NASA is creating financial incentives for private companies to market lunar resources. This could be a first step to developing lunar mining capabilities. The biggest benefit of the program, though, is precedent. It puts the U.S. government’s imprimatur on space commerce. Given the ambiguities in public international space law, this precedent has the potential to steer space policy and commerce in a pro-market direction.
This is a key paragraph in Alexander William Salter and David R. Henderson, “NASA is Paying for Moon Rocks. The Implications for Space Commerce are Huge,” AIER, September 16, 2020.
Read the whole thing. It’s short.
READER COMMENTS
Jairaj Devadiga
Sep 17 2020 at 6:07pm
I see two separate actions by the US government here. One is the legislation to protect the property rights of US based companies in space. This is a welcome move.
The second is NASA paying them for gathering rocks and soil, which they need not even bring back to Earth, and will serve no purpose at all. This is a waste of the taxpayer’s money, as far as I can see.
You write:
I am not an expert on American law, so I fail to see why NASA needs to spend all that money to make the law effective. Simply passing the law should be enough, right?
David Henderson
Sep 17 2020 at 6:50pm
You might be right.
There are various ways to get a precedent, though, and buying the rocks, especially at a low price, might be the lowest-cost way.
AMT
Sep 17 2020 at 8:34pm
I am willing to buy a moon rock for one million Venezualan Bolivars, but it has to be delivered to me.
I have to agree it’s a waste of money. Why would anyone care about some meaningless token “precedent?” The precedent of Native Americans actually living in North America for thousands of years didn’t matter too much to the Europeans claiming the land as their own…
BC
Sep 19 2020 at 8:02pm
There seems to be some confusion about how the moon rocks relate to property rights, including in my own mind, so let me list my own thoughts to test my own understanding.

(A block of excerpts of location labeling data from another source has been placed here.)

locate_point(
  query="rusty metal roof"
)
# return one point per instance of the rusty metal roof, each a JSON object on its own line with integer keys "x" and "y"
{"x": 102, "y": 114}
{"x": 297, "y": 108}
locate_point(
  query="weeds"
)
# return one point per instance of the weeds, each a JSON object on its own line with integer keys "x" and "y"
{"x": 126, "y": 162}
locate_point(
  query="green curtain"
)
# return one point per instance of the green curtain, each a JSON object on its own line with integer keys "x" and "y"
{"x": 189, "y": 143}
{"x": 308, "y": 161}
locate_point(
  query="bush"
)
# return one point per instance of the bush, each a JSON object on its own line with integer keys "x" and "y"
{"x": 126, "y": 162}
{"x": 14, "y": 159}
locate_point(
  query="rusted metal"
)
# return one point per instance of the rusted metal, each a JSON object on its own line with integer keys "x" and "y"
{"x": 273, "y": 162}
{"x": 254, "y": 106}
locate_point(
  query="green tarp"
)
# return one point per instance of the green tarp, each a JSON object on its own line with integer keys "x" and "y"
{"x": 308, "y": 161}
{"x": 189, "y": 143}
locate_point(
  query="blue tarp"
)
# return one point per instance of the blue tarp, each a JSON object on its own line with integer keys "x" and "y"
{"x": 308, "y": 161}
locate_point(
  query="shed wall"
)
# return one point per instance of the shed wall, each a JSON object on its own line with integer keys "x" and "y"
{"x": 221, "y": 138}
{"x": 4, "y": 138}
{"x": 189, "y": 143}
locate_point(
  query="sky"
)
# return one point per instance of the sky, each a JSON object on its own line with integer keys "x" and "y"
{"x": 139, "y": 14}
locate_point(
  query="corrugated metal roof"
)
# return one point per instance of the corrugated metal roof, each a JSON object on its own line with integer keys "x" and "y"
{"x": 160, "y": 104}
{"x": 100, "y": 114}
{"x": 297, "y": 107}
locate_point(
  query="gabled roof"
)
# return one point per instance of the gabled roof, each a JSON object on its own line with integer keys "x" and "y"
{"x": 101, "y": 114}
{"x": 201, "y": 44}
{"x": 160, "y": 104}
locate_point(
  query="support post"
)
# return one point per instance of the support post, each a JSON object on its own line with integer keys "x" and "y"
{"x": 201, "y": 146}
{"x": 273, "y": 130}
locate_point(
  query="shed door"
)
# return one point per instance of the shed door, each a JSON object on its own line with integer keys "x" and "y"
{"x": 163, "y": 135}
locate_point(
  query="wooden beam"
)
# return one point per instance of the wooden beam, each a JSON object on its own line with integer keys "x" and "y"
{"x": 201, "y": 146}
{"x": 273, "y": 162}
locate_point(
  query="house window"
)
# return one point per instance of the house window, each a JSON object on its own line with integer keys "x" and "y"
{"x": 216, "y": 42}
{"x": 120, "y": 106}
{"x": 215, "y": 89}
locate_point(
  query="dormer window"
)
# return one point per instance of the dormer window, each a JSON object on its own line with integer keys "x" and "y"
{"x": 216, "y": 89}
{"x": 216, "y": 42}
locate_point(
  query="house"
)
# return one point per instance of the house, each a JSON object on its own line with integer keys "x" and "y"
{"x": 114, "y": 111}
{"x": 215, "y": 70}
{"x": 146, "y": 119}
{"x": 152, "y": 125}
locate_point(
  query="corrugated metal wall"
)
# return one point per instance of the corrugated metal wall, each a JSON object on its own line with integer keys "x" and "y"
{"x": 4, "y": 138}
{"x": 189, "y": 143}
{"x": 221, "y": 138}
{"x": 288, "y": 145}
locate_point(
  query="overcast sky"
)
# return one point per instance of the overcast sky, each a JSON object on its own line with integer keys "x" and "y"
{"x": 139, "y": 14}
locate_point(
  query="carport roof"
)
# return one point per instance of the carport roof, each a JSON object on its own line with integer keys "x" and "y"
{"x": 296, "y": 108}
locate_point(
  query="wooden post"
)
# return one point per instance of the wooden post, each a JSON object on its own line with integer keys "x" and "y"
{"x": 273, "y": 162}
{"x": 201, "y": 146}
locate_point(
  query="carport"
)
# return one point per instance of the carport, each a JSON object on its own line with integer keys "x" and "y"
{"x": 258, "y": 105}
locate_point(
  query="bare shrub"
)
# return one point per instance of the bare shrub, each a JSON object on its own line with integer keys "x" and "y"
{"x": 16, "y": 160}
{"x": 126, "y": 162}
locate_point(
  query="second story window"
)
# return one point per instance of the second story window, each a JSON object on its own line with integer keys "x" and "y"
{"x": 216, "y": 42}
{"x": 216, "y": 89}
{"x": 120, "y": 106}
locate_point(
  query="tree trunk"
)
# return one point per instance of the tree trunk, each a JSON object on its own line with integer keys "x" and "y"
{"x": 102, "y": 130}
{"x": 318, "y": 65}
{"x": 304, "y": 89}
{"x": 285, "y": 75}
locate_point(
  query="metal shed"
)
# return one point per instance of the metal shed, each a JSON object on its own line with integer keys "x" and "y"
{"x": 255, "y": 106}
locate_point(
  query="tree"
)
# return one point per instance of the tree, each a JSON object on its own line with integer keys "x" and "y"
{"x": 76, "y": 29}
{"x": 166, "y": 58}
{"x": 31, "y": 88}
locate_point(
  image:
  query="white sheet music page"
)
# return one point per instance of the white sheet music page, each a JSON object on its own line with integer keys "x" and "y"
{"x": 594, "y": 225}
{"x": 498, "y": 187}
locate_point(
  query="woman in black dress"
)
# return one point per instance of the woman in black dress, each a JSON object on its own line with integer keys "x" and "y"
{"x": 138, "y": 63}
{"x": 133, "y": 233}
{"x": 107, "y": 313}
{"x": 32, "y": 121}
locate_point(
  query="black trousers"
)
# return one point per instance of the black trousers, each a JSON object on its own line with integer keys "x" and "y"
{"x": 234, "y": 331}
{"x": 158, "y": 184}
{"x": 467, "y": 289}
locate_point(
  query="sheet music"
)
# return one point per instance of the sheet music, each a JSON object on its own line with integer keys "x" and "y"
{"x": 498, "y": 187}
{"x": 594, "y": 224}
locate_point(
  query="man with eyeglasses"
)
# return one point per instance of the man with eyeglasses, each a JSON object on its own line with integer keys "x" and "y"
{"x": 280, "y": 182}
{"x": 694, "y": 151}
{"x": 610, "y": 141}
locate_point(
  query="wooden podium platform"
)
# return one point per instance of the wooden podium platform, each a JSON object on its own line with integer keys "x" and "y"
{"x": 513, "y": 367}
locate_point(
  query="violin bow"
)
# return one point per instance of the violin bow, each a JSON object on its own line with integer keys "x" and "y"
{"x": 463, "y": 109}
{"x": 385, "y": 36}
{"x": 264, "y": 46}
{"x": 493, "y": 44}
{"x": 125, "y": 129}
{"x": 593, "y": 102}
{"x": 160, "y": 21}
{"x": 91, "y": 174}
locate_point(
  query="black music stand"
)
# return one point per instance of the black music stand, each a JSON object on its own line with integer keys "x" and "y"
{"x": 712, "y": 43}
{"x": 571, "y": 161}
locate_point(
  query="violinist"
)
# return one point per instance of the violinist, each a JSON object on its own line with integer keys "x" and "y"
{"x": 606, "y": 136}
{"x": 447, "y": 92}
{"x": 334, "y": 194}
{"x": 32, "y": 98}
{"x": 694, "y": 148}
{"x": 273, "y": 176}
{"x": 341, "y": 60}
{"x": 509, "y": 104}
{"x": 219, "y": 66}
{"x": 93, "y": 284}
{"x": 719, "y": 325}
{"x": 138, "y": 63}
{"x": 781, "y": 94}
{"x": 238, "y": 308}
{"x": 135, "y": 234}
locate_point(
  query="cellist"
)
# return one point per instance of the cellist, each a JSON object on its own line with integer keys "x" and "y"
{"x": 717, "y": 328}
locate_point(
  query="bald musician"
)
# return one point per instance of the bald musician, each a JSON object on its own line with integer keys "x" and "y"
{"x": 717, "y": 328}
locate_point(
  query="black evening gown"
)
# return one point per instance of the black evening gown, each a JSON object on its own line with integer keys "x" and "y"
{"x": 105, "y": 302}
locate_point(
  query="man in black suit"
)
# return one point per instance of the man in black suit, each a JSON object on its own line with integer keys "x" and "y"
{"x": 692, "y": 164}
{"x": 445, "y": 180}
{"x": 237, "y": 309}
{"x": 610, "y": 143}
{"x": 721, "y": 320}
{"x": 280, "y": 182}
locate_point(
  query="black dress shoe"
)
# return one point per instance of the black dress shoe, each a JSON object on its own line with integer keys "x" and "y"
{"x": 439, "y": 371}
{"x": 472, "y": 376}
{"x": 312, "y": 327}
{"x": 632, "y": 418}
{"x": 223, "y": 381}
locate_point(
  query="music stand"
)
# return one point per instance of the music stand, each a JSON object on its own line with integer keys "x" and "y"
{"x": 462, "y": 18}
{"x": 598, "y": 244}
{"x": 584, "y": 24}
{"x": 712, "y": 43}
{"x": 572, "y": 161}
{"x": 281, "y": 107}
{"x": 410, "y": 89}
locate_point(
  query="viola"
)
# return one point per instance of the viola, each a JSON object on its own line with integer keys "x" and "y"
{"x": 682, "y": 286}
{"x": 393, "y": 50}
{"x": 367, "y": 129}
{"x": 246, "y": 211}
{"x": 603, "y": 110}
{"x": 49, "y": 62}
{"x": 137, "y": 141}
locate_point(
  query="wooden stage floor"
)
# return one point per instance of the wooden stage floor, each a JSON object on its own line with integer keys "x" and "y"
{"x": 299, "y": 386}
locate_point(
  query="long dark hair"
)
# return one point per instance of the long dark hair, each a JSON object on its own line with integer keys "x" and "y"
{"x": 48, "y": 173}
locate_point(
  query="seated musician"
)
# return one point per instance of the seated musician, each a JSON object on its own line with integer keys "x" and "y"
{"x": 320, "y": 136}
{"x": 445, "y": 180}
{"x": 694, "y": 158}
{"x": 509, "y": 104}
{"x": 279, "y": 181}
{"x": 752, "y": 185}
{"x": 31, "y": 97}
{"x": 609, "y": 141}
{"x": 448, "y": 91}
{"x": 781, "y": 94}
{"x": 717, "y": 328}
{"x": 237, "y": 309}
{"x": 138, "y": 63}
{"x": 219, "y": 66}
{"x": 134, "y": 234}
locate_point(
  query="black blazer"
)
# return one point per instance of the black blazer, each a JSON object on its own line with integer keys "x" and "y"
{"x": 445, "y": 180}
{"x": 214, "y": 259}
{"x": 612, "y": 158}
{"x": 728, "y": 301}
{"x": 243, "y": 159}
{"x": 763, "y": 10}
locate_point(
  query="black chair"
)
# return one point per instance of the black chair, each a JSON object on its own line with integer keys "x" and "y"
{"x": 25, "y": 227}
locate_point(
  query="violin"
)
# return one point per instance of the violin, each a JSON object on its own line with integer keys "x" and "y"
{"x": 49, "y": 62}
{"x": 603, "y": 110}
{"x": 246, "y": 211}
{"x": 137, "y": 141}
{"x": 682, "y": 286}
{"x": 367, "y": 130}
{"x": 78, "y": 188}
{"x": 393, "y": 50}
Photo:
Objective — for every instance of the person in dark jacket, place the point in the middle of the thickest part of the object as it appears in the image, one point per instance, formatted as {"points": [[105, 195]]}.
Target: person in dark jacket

1) Offering to pay private entities for moon rocks creates an incentive for private entities to travel to, and set up installations on, the moon. To settle the West, the US government offered property deeds to anyone that was willing to physically travel West and claim property. The US might not be able to offer deeds for property on the moon — it’s not US territory — so paying for moon rocks could serve a similar purpose. That’s why NASA isn’t even requiring that the rocks be delivered to Earth. The point is to get private entities to establish themselves on the moon. If this is the end, then NASA might want to establish additional requirements that, even if the moon rocks don’t need to be delivered to Earth, the private entities must provide some way of indentifying, marking, securing, etc. the moon rocks over which it claims ownership.
2) Although some people like to claim that property rights are created by government through laws, deeds, etc., the *primary* means of creating property rights are through exercise: when property owners occupy and make use of property. That’s why it’s important that private entities travel to and establish themselves on the moon. Once established, anyone challenging their property rights, say a foreign government, would have to forcibly evict them. That’s not easy to do and much harder than challenging property rights that merely exist on paper. Establishing a history, custom, and practice of private entities operating on the moon matters as much as, if not more than, merely establishing paper rights through legislation.
3) Encouraging private entities to travel to the moon also makes it more likely that other space endeavors also make use of private entities. Although governments *could* continue to pursue space travel through government-run missions, space travel involves very high fixed costs, costs that space-faring private entities would have already paid, including the cost of gaining experience, know-how, etc. Thus, an established ecosystem of space-faring private entities may lead most would-be space travelers, including governments, to conclude that contracting with existing private entities is cheaper, more efficient, easier, etc.
4) Offering to pay for moon rocks establishes a precedent that the person collecting the moon rocks owns them. NASA is recognizing that, to take ownership of the moon rocks, it needs to gain the original collectors’ consent.
I would say that (1)-(3) seem the most important: establishing a history, custom, and practice of private entities exercising property rights in space, i.e., establishing *common law* or *natural law* property rights. That seems especially important when no government has sovereignty over the moon. Without sovereignty, how could a government establish statutory law property rights?
Does all this describe what’s going on? It’s not about the moon rocks.
Warren Platts
Sep 20 2020 at 2:44pm
This is interesting. It is an old meme that even if there were fully formed ingots of pure gold laying around on the Moon, it wouldn’t be worth it to bring them back to Earth. But if you did have a bunch of London Good Delivery bars in your possession on the Moon, it shouldn’t be necessary to bring them back in order to sell them–I think.
One could simply set up a very secure gold vault on the Moon, and then “allocate” the gold bars to whoever buys them. When they in turn sell the gold to someone else, the bar is reallocated to the new person.
I don’t see why that couldn’t work, as that’s the way most gold bullion vaults on Planet Earth operate. People rarely take physical possession of gold bars worth millions.